Saturday, June 02, 2007

A ghoulish false advertising ruling

Allen v. The Ghoulish Gallery, 2007 WL 1555739 (S.D. Cal.)

Plaintiff/counterdefendant Edward Allen filed this copyright lawsuit in February 2006. Defendants/counterclaimants Ghoulish Gallery and individuals associated with it, including Tim Turner, filed counterclaims in April 2006.

According to defendants, Turner is a Hollywood effects artist in the “haunt industry.” “In the early 1990s he created a changing portrait through lenticular lens array technology, which allows a viewer to perceive, from the same portrait, both an antique photographic portrait and a gruesome, scary version of the same portrait, by adjusting the viewer's line of sight.” For health reasons, he stopped work on the changing portraits from 1996 to 2002.

Allen and Turner allegedly met in 1992 at a haunted house where Turner was displaying his work. In 2003, Allen launched a website selling changing portraits using technology similar to Turner’s. Turner alleges that Allen has falsely advertised that his changing portraits are the “original works” and that his portraits are “award-winning.” Further, he alleges that Allen copied his website and created several portraits that are confusingly similar to Turner portraits. Moreover, he claims that Allen contacted at least two of his customers to tell them Turner was a thief and a liar; Allen claims these were his own former customers. Not content to stop there, Turner alleges, Allen contacted many haunt industry professionals to disparage him.

After the initial filings, parties spent the next several months in negotiations that failed. In March 2007, defendants sought a preliminary injunction preventing Allen from making disparaging comments about them or this litigation on the internet, over the phone, at tradeshows, at conventions, etc.; contacting any of their customers; or advertising that Allen originated the changing portrait. At the hearing, Allen represented that he had removed the comments available on the internet to which Turner had objected.

The court denied injunctive relief on the ground that defamatory statements cannot be restrained before a final adjudication that they are defamatory. The proposed injunction would be a prior restraint in violation of the First Amendment, and defendants have legal remedies in the law of trade libel, defamation and intentional interference with prospective economic advantage.

This is a troubling mistake, at least from the perspective of false advertising law. Many of the other statements – by a direct competitor, to prospective customers – should have been considered under standard Lanham Act principles, though it may well be the case that many of them were statements of opinion or otherwise unverifiable and thus not subject to prohibition under the Lanham Act.
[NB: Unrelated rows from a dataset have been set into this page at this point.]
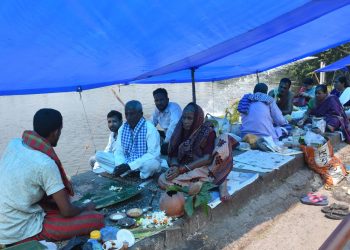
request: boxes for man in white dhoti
[114,100,161,179]
[89,110,123,173]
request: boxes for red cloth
[168,103,215,164]
[22,130,74,196]
[17,210,104,244]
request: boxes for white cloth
[114,121,160,178]
[151,102,182,143]
[0,138,64,244]
[104,132,117,152]
[93,151,116,174]
[339,87,350,106]
[89,132,117,171]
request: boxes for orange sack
[300,140,346,186]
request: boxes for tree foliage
[283,43,350,83]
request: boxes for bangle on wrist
[179,167,187,174]
[184,164,192,171]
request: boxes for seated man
[90,110,123,173]
[238,83,288,140]
[334,76,350,118]
[0,109,104,244]
[293,78,316,107]
[269,78,293,115]
[298,84,350,144]
[114,101,161,179]
[151,88,182,155]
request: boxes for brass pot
[159,191,185,217]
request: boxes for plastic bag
[312,117,326,134]
[205,113,231,136]
[304,131,327,147]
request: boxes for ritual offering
[140,211,173,228]
[159,191,185,217]
[74,180,141,209]
[109,212,126,221]
[126,208,143,218]
[102,240,123,250]
[117,217,136,228]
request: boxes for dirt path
[178,144,350,250]
[223,144,350,250]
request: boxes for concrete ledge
[133,133,341,250]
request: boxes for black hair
[125,100,142,112]
[107,110,123,121]
[316,84,328,94]
[33,108,63,138]
[303,77,314,85]
[153,88,168,98]
[280,78,292,87]
[253,82,269,94]
[337,76,350,88]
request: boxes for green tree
[283,43,350,83]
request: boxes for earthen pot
[159,191,185,217]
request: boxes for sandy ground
[177,144,350,250]
[223,144,350,250]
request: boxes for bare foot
[327,125,335,132]
[219,180,230,201]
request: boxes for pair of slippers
[300,193,349,220]
[300,193,328,206]
[321,203,349,220]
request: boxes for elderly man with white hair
[114,100,161,179]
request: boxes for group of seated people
[238,77,350,143]
[0,89,238,245]
[0,78,350,245]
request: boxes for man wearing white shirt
[113,100,161,179]
[334,76,350,118]
[90,110,123,173]
[151,88,182,155]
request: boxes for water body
[0,78,276,176]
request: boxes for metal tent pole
[191,67,196,103]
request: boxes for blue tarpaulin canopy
[0,0,350,95]
[315,53,350,72]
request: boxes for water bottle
[88,239,102,250]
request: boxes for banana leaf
[130,226,166,241]
[74,181,142,209]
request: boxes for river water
[0,78,278,176]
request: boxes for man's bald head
[125,100,143,128]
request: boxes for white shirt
[339,87,350,106]
[0,138,64,244]
[114,121,160,170]
[151,102,182,142]
[104,132,117,153]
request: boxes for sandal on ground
[325,212,345,220]
[321,206,349,216]
[321,203,349,213]
[329,203,349,211]
[300,193,328,206]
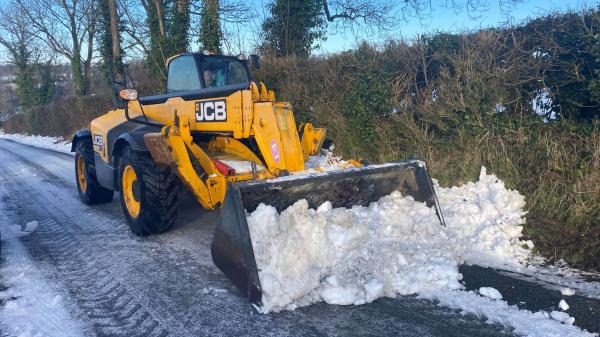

Surprisingly, the court even expresses uncertainty about the commercial speech status of the statements on Allen’s website that he has “The Original Line of Spooky Changing Portraits” and that “[b]ack in April 2003, I originated the concept of using antique photographic images to create spooky changing portraits.” If the statements aren’t commercial speech, the court reasoned, the First Amendment bars an injunction, and the plaintiffs have remedies in false advertising and unfair competition law. (Comment: …? In my legal cosmology, false advertising and unfair competition law regulate commercial speech, not noncommercial speech.) If they are, then defendants didn’t meet the standards for preliminary relief, because they couldn’t identify any customers who avoided defendants because of the statements. (What about the concepts of literal falsity, direct competition, and materiality, which, if all proven, should show likely success on the merits?) Moreover, any inference of irreparable harm was rebutted by the fact that defendants waited nearly a year to move for a preliminary injunction. Even though negotiations are always to be encouraged, defendants waited over ten months to file after first expressing concerns about Allen’s behavior.

Some of the defendants’ proposed relief might have been overreaching, but the court used the First Amendment like a blunderbuss here, and false advertising law took a beating.